Several tests exists for the library. In order to run the tests, you could run:

cd $source_folder
mkdir build
cmake <cmake options> ..
make
make test

or in case you are using a IDE (XCode, Visual Studio), "building" the target "RUN_TESTS" will also run the tests. Some tests are running Matlab, and need a valid Matlab installation (with a valid license).


6 - Known issues

  • It is known that the MEX files on OSX do not honor their dependencies (boost) because of a troubleshooting with Matlab. On OSX currently the only possible way to run the MEX file is to use the static boost libraries.

  • On Linux, some symbol may clash with Matlab.

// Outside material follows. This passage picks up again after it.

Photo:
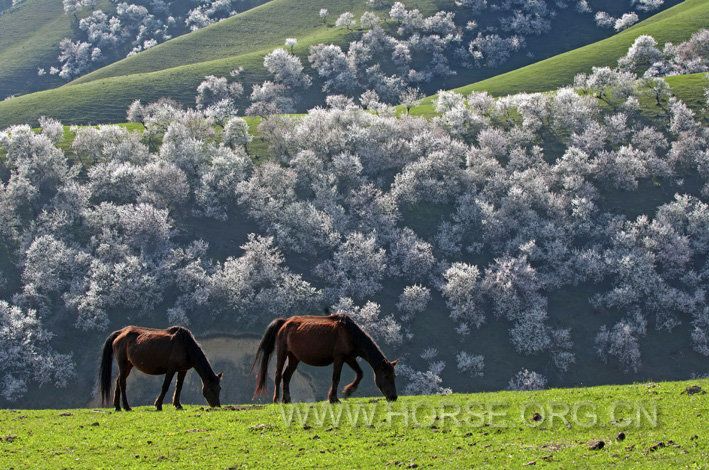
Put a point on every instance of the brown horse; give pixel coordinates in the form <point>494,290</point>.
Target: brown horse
<point>156,352</point>
<point>320,341</point>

This is mainly because Matlab is shipped with its own libstdc++, that may be older than the one used for compiling the MEX extensions. In that case, you can safely run Matlab with the new version of libstdc++ that is shipped with your system, using the following command

    LD_PRELOAD=/path/to/your/libstdc++.so matlab
    

This will load the new version of libstdc++.so in memory prior to launching Matlab. Since those are ABI-compatible, you should not experience any problem with that hack.